Paragon asked these questions in the form of an online survey, which was itself problematic. Adrian Pantoja, senior analyst for Latino Decisions blogged about this:

While online panels can help samples with harder to reach young respondents, conducting the entire survey online excludes Latinos who do not have regular access to the Internet. The NTIA reports that just 63% of Hispanic households have broadband access, and Pew notes that 22% of Latino households have no Internet access at all.

Pantoja found other flaws with Paragon’s methodology, like pointing out how the questions of the online survey “are worded in an obviously slanted direction, providing respondents with extra information to prime their response, such as telling respondents new EPA regulations will drive up electricity costs, before asking them a question about the EPA regulations.”

On climate change, all racial groups don’t think and talk about this the same way. That’s true even within racial groups. The recent American Climate Values report released by the nonprofit research outfit ecoAmerica last month appreciates this. As noted in that report:

Self-reported responses to individual questions provide interesting insights, but they do not provide an understanding of the fundamental “underlying” motivations that drive people’s behavior. As seen in ACV 2014, there is not one motivation for all Americans to engage on climate, because not all Americans hold the same beliefs. The same can be said for African, Asian, and/or Hispanic/Latino Americans. … [N]o one racial group is homogenous. Core motivations and abilities differ broadly even within the diversity of racial and ethnic backgrounds of Americans, resulting in varying arrays of concentrations (and different awareness, understanding, attitudes, and behaviors on climate solutions).

The ACV study came to much different conclusions than did Paragon, finding far more support for climate change among African Americans through a blend of survey formats and by aggregating the answers of very specific questions. Among the findings:

  • “The impacts of climate change resonate more personally with African Americans than any other demographic group in America.”
  • “Only 21 percent of African Americans believe that climate change will not affect them personally in their lifetime, versus 28 percent of the general American public.”
  • “62 percent of African Americans report being affected more by damage and personal harm from extreme weather, versus 51 percent of Americans overall.”
  • “African Americans show greater recognition of climate change, attributing longer and more severe allergy seasons (59 percent) and increased rates of breathing problems (56% percent) to climate change, each topic ten points higher than average.”
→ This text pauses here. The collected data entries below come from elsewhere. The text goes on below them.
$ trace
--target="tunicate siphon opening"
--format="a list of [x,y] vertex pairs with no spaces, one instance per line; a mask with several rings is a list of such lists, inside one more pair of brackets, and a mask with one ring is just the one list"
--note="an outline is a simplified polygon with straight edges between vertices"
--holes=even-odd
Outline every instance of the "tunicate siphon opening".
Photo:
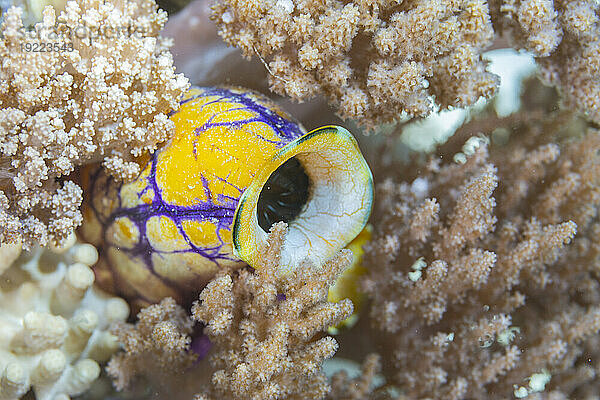
[[258,225],[268,232],[276,222],[293,221],[308,201],[309,186],[308,175],[296,157],[280,165],[258,197]]

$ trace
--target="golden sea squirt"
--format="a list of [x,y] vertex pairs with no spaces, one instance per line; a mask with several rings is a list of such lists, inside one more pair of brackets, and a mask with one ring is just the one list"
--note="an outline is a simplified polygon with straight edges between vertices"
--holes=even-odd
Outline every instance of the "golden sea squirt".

The things mentioned in that sample of findings — personal harm from extreme weather, longer allergy season, breathing problems — all have costs, too. The discussion about energy and climate can’t solely focus on the bottom line of electricity bills, as Paragon’s would lead you to think. It must include hospital bills, insurance premiums, and medicine costs — all of which impact employment, education and people’s paychecks. If surveys are not making that plain for respondents, then they are not driving at truth, they’re probably just helping drive up corporate profits.

Correction: This story originally stated that the American Climate Values report came out of Yale.